Intuit reported solid second quarter financial results Thursday bolstered by strong early sales of its consumer tax offerings.
All the way up to February 20, TurboTax Online sales grew 12 percent year-over-year with more than 14 million units sold.
"Total TurboTax e-file growth of 9 percent and other third-party data indicate that we've gained significant share early in the season," said Sasan Goodarzi, EVP and GM of Intuit's Consumer Tax Group.
Overall, the personal and SMB financial software maker reported a net loss of $24 million million, or 11 cents per share (statement).
Non-GAAP earnings were 25 cents per share on top of revenue of $923 million, up 23 percent year-over-year.

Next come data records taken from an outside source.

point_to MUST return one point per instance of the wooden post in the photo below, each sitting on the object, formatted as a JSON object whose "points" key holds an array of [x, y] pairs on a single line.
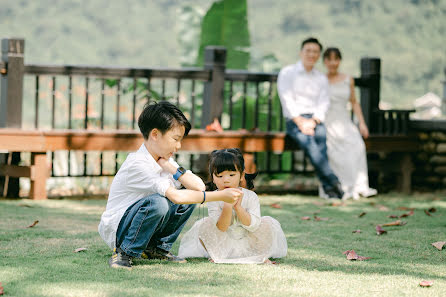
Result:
{"points": [[443, 103], [214, 60], [39, 175], [371, 72], [11, 97]]}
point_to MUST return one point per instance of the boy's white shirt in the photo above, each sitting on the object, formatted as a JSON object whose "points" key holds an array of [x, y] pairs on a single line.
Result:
{"points": [[139, 176]]}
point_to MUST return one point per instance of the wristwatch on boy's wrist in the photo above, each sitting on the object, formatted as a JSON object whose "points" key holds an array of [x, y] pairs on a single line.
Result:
{"points": [[179, 173]]}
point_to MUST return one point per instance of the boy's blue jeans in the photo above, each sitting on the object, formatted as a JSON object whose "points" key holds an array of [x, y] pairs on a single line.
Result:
{"points": [[151, 221], [315, 147]]}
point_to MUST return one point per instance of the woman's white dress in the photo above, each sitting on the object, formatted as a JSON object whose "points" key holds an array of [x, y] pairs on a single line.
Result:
{"points": [[345, 146], [241, 244]]}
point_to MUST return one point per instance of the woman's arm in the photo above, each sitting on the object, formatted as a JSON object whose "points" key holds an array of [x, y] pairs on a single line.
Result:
{"points": [[357, 110], [224, 221]]}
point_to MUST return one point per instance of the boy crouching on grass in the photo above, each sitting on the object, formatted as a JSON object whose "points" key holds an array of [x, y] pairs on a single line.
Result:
{"points": [[145, 210]]}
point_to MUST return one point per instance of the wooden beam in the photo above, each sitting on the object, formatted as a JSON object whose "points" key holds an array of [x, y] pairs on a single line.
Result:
{"points": [[15, 170], [39, 175], [196, 141]]}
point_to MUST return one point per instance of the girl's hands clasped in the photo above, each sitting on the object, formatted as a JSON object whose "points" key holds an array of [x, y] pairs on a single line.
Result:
{"points": [[231, 195]]}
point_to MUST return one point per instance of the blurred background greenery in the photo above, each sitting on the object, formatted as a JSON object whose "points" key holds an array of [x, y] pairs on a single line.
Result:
{"points": [[408, 35]]}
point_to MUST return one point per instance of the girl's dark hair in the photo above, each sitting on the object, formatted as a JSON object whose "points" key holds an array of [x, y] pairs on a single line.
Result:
{"points": [[228, 159], [162, 116], [332, 50]]}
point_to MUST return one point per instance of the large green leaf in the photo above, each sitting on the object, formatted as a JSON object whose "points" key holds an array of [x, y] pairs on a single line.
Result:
{"points": [[226, 24]]}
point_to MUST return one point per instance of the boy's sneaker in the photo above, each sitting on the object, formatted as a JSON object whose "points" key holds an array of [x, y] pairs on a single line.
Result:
{"points": [[119, 259], [157, 253]]}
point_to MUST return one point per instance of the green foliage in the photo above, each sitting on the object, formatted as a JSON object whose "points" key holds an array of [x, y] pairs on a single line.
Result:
{"points": [[226, 24]]}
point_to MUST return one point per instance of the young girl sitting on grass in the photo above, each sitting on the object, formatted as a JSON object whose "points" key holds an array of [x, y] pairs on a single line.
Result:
{"points": [[233, 233]]}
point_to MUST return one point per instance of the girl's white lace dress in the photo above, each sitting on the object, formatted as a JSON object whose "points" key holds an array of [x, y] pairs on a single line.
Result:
{"points": [[255, 243]]}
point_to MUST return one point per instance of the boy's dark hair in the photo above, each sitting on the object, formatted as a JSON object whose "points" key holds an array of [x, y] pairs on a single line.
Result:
{"points": [[228, 159], [311, 40], [162, 116], [332, 50]]}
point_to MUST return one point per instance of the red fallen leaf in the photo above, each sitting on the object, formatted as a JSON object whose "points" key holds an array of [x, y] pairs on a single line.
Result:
{"points": [[406, 214], [426, 283], [380, 230], [352, 255], [396, 223], [316, 218], [79, 250], [33, 224], [439, 244]]}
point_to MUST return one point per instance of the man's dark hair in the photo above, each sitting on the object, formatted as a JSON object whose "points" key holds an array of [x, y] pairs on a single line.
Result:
{"points": [[332, 50], [311, 40], [162, 116]]}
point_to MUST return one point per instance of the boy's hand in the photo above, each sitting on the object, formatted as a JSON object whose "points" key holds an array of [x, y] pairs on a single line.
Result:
{"points": [[231, 195], [166, 165]]}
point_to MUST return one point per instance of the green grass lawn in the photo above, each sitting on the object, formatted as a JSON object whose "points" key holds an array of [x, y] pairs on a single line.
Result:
{"points": [[40, 261]]}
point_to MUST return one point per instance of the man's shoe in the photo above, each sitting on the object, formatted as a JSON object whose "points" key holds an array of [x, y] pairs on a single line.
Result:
{"points": [[338, 190], [119, 259], [157, 253]]}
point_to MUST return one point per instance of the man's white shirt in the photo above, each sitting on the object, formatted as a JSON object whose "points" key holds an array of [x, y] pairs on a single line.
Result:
{"points": [[303, 92]]}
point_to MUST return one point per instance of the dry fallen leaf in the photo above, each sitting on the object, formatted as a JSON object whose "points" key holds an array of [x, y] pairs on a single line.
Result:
{"points": [[396, 223], [380, 230], [25, 205], [316, 218], [79, 250], [427, 212], [352, 255], [426, 283], [33, 224], [439, 244], [337, 204], [406, 214]]}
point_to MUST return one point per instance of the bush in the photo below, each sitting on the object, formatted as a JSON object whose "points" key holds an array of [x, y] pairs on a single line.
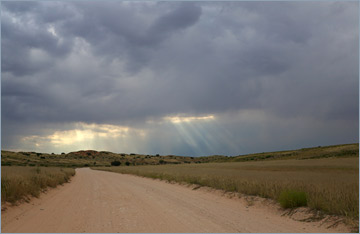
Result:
{"points": [[292, 199], [115, 163]]}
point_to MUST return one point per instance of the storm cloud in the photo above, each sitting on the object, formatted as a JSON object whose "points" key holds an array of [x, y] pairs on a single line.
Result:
{"points": [[186, 78]]}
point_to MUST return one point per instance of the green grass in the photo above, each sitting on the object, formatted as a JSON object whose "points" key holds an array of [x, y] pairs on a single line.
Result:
{"points": [[292, 199], [330, 184], [19, 183], [103, 158]]}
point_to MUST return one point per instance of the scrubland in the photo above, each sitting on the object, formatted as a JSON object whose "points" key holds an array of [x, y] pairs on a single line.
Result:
{"points": [[20, 183], [330, 185]]}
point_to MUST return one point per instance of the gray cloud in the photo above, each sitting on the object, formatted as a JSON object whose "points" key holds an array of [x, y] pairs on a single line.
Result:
{"points": [[129, 62]]}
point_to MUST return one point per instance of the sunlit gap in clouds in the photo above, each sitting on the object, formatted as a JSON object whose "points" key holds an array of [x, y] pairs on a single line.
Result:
{"points": [[87, 136], [202, 133]]}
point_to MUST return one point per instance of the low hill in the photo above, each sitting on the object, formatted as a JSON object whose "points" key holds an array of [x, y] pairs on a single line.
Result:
{"points": [[86, 158]]}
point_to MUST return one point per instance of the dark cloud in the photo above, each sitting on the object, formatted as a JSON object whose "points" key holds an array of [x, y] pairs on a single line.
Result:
{"points": [[129, 62]]}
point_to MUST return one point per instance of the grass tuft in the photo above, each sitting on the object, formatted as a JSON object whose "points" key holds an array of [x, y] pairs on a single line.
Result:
{"points": [[292, 199], [19, 183]]}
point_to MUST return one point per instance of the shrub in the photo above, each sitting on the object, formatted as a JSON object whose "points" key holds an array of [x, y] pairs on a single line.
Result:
{"points": [[115, 163], [292, 199]]}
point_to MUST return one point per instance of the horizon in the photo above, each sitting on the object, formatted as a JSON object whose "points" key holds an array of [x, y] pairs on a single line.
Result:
{"points": [[183, 78], [129, 153]]}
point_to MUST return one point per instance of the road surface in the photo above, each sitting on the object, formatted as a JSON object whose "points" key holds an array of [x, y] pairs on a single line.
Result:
{"points": [[105, 202]]}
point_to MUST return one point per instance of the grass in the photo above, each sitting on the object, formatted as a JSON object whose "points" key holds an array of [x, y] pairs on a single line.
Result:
{"points": [[19, 183], [328, 184], [292, 199]]}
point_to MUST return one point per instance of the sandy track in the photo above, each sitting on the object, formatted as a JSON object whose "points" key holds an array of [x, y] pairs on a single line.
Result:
{"points": [[97, 201]]}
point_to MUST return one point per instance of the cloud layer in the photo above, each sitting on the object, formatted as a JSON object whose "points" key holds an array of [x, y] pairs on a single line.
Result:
{"points": [[273, 75]]}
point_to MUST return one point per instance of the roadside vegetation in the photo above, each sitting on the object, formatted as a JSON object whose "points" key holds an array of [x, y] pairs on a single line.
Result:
{"points": [[20, 183], [324, 178], [91, 158], [330, 185]]}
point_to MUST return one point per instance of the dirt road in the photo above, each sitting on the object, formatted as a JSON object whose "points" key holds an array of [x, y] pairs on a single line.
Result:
{"points": [[97, 201]]}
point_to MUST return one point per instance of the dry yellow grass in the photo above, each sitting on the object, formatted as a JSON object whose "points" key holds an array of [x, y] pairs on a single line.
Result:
{"points": [[330, 184], [19, 183]]}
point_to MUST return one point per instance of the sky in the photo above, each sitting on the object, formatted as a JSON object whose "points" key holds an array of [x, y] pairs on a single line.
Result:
{"points": [[181, 78]]}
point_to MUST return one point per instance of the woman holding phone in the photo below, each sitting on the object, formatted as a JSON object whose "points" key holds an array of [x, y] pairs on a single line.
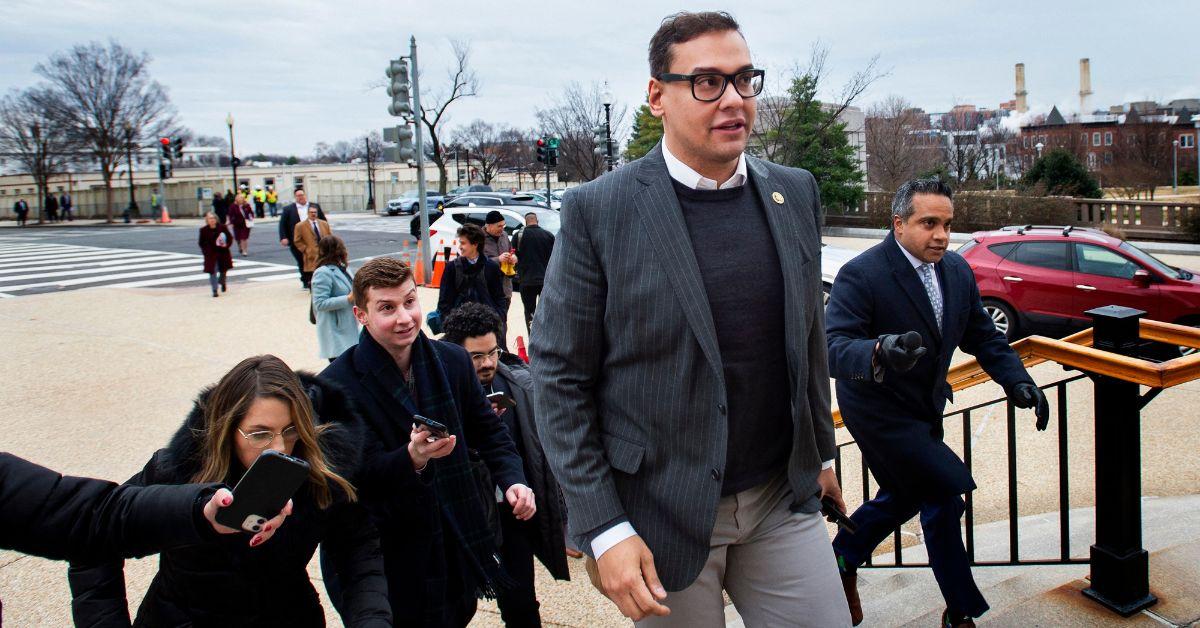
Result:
{"points": [[259, 405]]}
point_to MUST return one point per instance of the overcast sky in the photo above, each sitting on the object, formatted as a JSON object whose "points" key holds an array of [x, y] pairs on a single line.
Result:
{"points": [[301, 71]]}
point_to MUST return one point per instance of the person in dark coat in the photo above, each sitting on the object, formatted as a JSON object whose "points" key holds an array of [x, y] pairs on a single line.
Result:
{"points": [[892, 390], [241, 219], [533, 256], [261, 404], [21, 208], [431, 501], [52, 208], [471, 277], [475, 328], [293, 214], [214, 241]]}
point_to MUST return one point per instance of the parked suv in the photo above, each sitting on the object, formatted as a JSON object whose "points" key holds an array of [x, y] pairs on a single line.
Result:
{"points": [[1043, 279]]}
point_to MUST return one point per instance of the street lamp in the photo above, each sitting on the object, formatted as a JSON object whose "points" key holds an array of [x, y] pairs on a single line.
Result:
{"points": [[607, 125], [233, 159], [1175, 166]]}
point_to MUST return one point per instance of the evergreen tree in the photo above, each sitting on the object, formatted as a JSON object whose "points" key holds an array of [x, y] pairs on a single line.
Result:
{"points": [[647, 132], [810, 137], [1059, 173]]}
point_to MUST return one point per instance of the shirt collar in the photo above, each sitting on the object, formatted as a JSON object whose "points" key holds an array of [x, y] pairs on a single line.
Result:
{"points": [[912, 259], [690, 178]]}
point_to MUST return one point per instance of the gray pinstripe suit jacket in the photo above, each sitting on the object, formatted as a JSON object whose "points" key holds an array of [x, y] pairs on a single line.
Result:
{"points": [[629, 383]]}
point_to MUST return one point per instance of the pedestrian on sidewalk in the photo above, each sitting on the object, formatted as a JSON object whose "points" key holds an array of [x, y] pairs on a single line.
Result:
{"points": [[307, 235], [895, 317], [685, 412], [21, 208], [241, 217], [475, 328], [215, 240], [293, 214], [333, 299], [258, 405], [66, 205]]}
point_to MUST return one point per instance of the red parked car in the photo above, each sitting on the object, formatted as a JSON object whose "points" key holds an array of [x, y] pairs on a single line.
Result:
{"points": [[1037, 279]]}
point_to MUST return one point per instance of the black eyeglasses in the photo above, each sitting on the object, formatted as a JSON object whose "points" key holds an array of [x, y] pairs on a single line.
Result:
{"points": [[708, 87]]}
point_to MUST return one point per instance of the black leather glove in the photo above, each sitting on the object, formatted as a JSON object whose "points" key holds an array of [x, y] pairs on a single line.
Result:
{"points": [[1026, 395], [899, 352]]}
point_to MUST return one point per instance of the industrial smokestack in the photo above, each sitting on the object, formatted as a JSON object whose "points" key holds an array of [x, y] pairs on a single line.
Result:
{"points": [[1085, 85], [1021, 105]]}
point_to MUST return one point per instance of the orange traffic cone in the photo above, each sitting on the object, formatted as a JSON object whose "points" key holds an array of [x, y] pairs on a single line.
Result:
{"points": [[521, 351]]}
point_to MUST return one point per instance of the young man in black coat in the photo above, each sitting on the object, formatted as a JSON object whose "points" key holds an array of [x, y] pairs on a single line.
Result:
{"points": [[475, 328], [292, 215], [427, 495], [533, 256]]}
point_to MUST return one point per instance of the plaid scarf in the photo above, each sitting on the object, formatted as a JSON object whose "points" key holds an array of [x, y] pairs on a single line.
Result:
{"points": [[457, 492]]}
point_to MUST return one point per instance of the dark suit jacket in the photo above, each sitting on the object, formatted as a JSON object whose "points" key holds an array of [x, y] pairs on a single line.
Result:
{"points": [[630, 387], [289, 219], [898, 422]]}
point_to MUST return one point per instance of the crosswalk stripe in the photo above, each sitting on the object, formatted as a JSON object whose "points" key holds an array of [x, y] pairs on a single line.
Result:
{"points": [[94, 270], [201, 276], [105, 263]]}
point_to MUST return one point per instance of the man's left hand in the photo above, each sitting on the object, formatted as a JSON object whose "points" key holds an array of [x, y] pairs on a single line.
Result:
{"points": [[1026, 395], [828, 482], [521, 500]]}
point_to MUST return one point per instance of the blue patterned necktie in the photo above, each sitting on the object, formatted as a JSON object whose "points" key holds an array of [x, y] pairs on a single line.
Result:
{"points": [[935, 295]]}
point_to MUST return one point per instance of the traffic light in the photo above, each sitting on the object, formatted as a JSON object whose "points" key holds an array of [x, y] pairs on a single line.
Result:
{"points": [[399, 89], [403, 150]]}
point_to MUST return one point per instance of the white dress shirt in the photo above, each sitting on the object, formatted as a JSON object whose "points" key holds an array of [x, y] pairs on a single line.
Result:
{"points": [[689, 177]]}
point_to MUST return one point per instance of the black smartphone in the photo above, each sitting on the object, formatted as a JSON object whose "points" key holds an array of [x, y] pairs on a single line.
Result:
{"points": [[263, 491], [829, 509], [502, 400], [436, 429]]}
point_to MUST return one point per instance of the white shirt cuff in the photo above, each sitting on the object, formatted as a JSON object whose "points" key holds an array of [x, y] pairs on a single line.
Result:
{"points": [[606, 539]]}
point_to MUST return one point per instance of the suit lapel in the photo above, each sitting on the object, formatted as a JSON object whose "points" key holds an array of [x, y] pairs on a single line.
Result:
{"points": [[906, 277], [663, 217]]}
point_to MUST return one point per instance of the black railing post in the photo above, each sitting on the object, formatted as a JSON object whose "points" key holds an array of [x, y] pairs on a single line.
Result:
{"points": [[1120, 564]]}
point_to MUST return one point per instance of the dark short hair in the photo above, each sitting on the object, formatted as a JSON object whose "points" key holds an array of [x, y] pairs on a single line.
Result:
{"points": [[471, 320], [473, 233], [901, 204], [379, 273], [684, 27]]}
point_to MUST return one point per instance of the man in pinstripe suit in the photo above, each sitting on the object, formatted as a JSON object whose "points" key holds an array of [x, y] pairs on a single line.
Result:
{"points": [[682, 395]]}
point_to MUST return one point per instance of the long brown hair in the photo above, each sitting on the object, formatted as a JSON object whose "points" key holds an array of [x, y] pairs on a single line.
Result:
{"points": [[264, 376]]}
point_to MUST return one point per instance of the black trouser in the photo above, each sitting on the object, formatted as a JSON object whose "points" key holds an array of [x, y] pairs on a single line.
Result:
{"points": [[519, 603], [529, 300], [879, 518]]}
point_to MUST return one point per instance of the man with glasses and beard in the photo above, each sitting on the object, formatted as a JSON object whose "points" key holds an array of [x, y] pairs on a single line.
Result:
{"points": [[687, 413]]}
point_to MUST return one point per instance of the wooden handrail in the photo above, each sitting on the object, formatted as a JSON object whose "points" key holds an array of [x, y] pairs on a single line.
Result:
{"points": [[1075, 351]]}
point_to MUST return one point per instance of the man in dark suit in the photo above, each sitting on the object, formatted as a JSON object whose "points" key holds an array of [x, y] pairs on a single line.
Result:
{"points": [[895, 315], [292, 215], [475, 328], [533, 256], [684, 400]]}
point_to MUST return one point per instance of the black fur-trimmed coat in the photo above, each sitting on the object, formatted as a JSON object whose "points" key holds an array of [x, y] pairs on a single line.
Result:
{"points": [[227, 582]]}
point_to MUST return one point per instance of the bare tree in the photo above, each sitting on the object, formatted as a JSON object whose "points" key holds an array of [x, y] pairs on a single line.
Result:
{"points": [[898, 147], [774, 109], [31, 138], [462, 84], [573, 118], [102, 95]]}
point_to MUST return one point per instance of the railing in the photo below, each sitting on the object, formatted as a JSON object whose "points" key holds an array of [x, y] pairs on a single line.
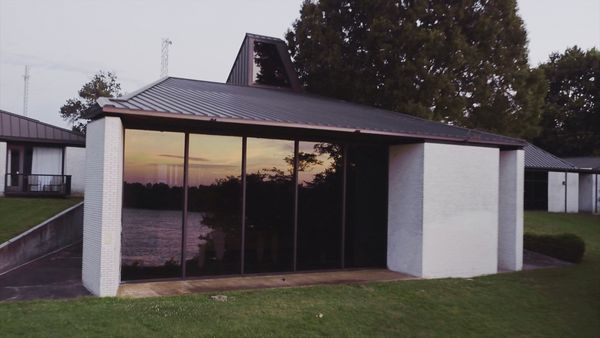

Wall Street was expecting earnings of 19 cents per share with $893.23 million in revenue. Intuit's stock was up a little over three percent in late trading.
As for the rest of Intuit's portfolio, the company added more than 100,000 QuickBooks Online subscribers, bringing the total to 1,257,000 customers worldwide as of the end of January.
QuickBooks Self-Employed subscribers grew to 50,000, up from 35,000 in the last quarter. Online payroll customers by grew by 17 percent.
TurboTax overall, including the dwindling desktop segment, grew nine percent annually with nearly 19.3 million units sold through last weekend.
For the current quarter, Wall Street is expecting big results from tax season with an earnings target of $3.15 per share and $2.21 billion in revenue.
Intuit responded at the high end of the guidance range with a revenue forecast of $2.21 billion to $2.26 billion, and earnings between $3.15 and $3.20 a share.
Intuit also promised a final tax season update in April shortly after the close of the tax season.